Source #2 = Some Form Of Digital Marketing.
  • Profit per New Customer = ($13.00).
  • Year 1 Profit Per New Customer = $13.00.
  • Year 2 Profit Per New Customer = $9.00.
  • Two Year Net Profit = ($13.00) + $13.00 + $9.00 = $9.00.
At this point, you tell me that the catalog co-op customer is worth twice as much as the customer acquired from digital marketing.

At this point, you tell me that you don't care about acquiring customers via digital marketing, because they are "worth less".

Two years from now, you'll call me to tell me that your co-op sourced names are all 65 years old and that they are driving your merchandising assortment into an array of merchandise preferred by retired customers ... and the merchandise assortment is no longer appealing to customers sourced from digital marketing ... and therefore, you cannot afford to leverage digital in a meaningful way.

Oh, wait, this all actually happened between 2010 - 2015.

Here's how thinking can evolve.

Be content with acquiring two customers that generate the same profit as one customer. Treat these customers differently downstream. You'll end up with a bigger customer file, but one that is less productive.
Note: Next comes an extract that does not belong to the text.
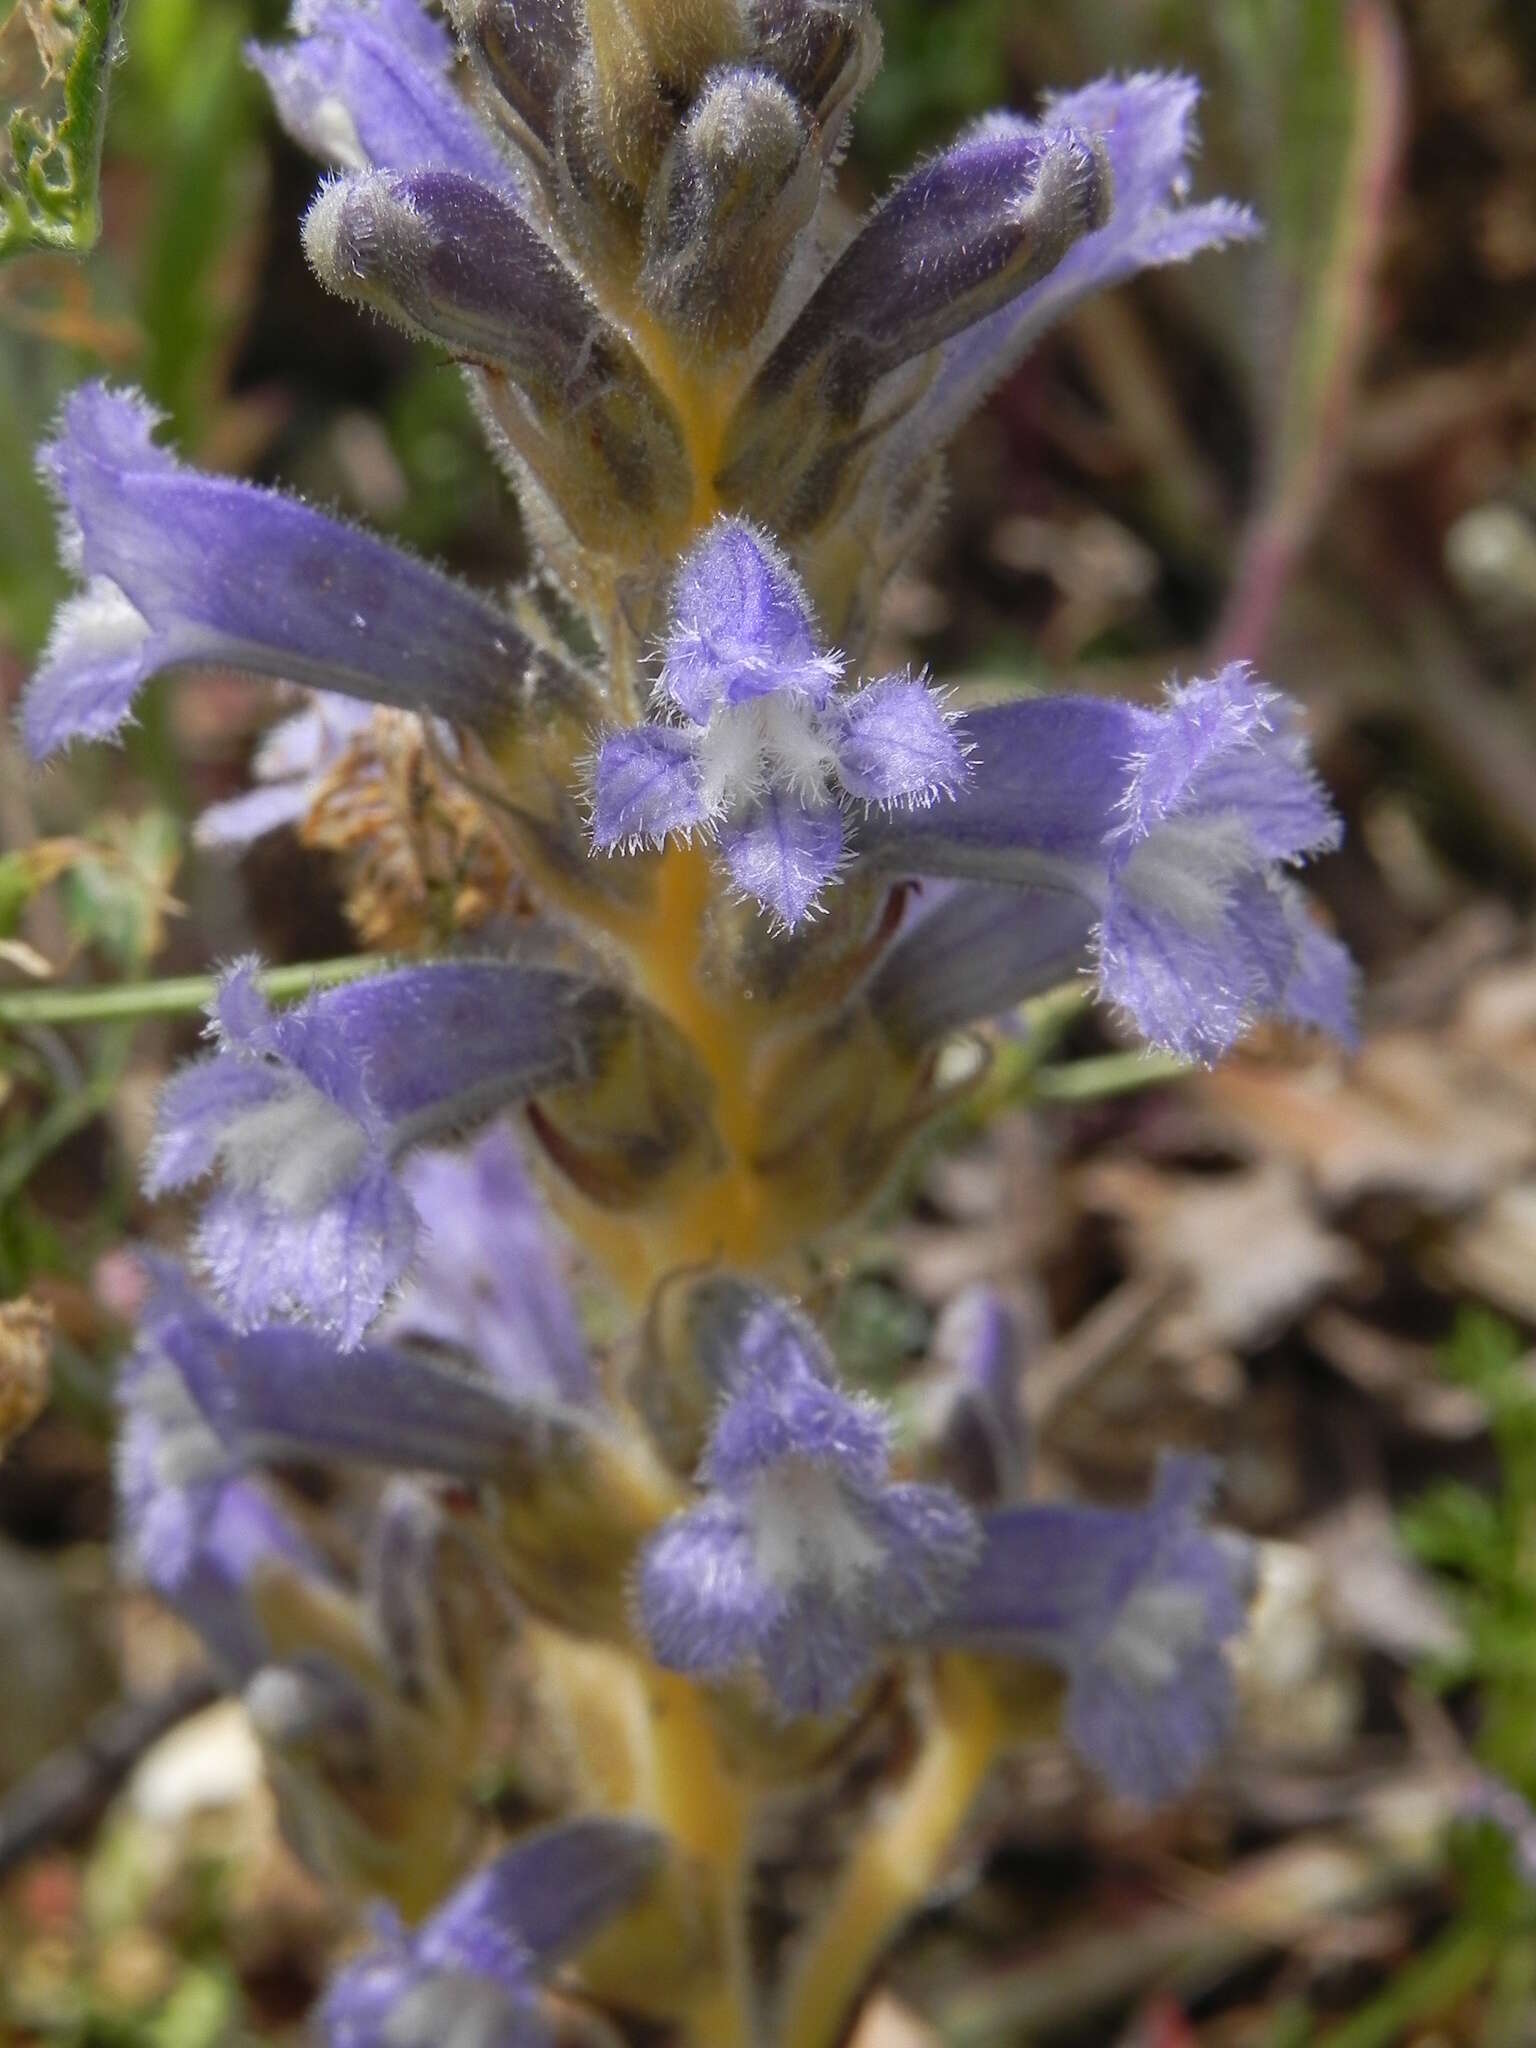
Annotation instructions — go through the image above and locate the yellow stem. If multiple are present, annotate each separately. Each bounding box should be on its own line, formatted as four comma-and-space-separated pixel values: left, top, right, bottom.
643, 1667, 759, 2048
779, 1658, 1000, 2048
Regardless, profit is the same, right?

And isn't profit what matters most?

I know, I know, I just talked about how December buyers tend to have lower lifetime value. You'll tell me you just need to ramp-up your efforts in December. But for most catalog-centric brands, market share is being lost in December to online brands, to Amazon, and to retailers who really stepped-up their e-commerce efforts. We need to find other times of the year to find new customers.

And if we cannot do that, and if our primary source of new names is shrinking, well, then we have to think long and hard about finding new customers from other sources, regardless of reduced lifetime value.